Sunday, July 15, 2007

The 306 Greatest Books #61 - Fathers and Sons

I am going back and posting all of my previous book reviews so that they are listed on my site in chronological order. The reviews are dated for the time when I read the book, hence the reason many of them will be listed for times before this website existed. 

The next up on my reading of the 306 greatest books is Fathers and Sons (AKA Fathers and Children) by Ivan Turgenev. This book can be found on the Sybervision Book List.


I have a tendency to like Russian literature a lot because, so far they have been all very easy to understand and read. This book was no exception, although it was a bit odd at times. The story is very well written and the language used is immaculate, however the plot seems to have lost meaning for me, especially around the end.

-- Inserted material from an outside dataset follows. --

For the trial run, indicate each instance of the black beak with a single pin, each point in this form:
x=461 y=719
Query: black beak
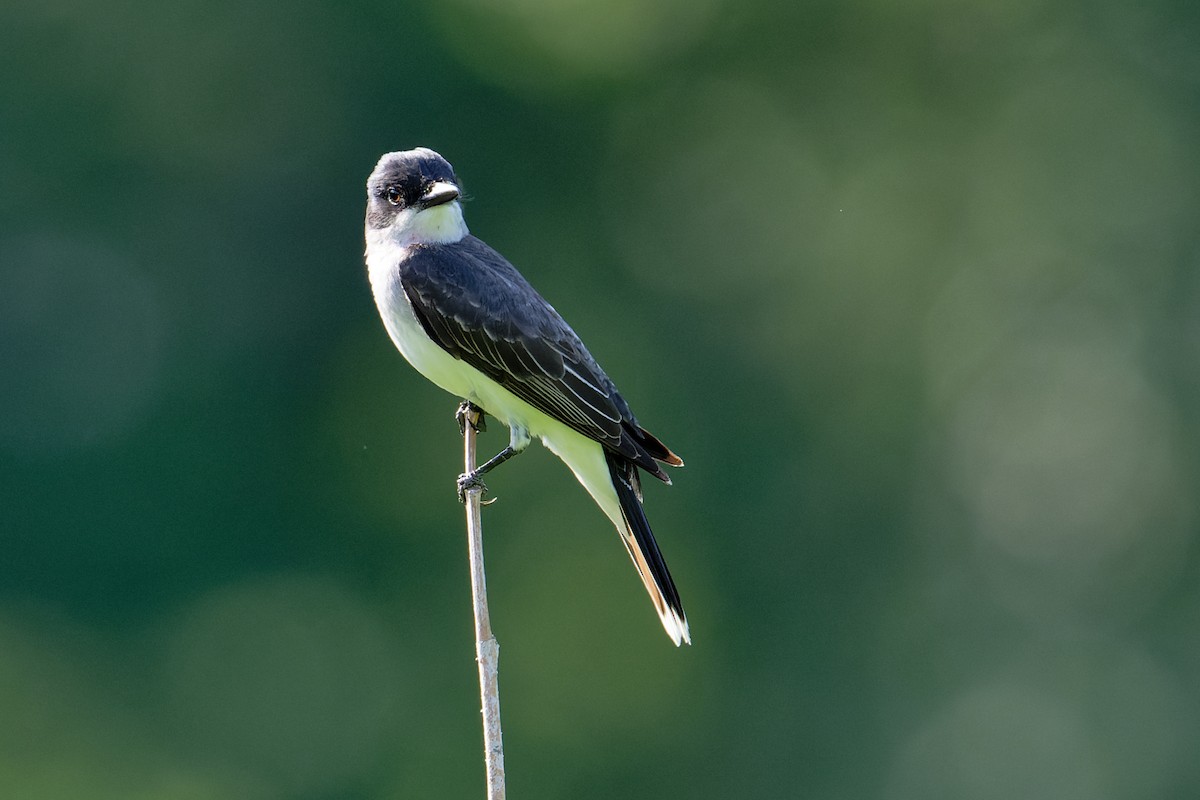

It is about the interactions between a pair of friends, their families, and society as a whole. The older friend, Bazarov, is a nihilist (meaning he believes in nothing), and the younger is Arkady, his pupil. The plot evolves around how Arkady deals with his mentor's views and how his mentor comes to see those views over time himself. Meanwhile, all of this takes place during the time when the serfs were freed, causing conflicts that the main characters have to work around in order to maintain their principles. At the end of the story Arkady's plot ends where I felt it was going, but with Bazarov, I feel the author didn't know what to do with him so he just left him "high and dry". Overall, a good book, but not a "100 Greatest book of all time" book.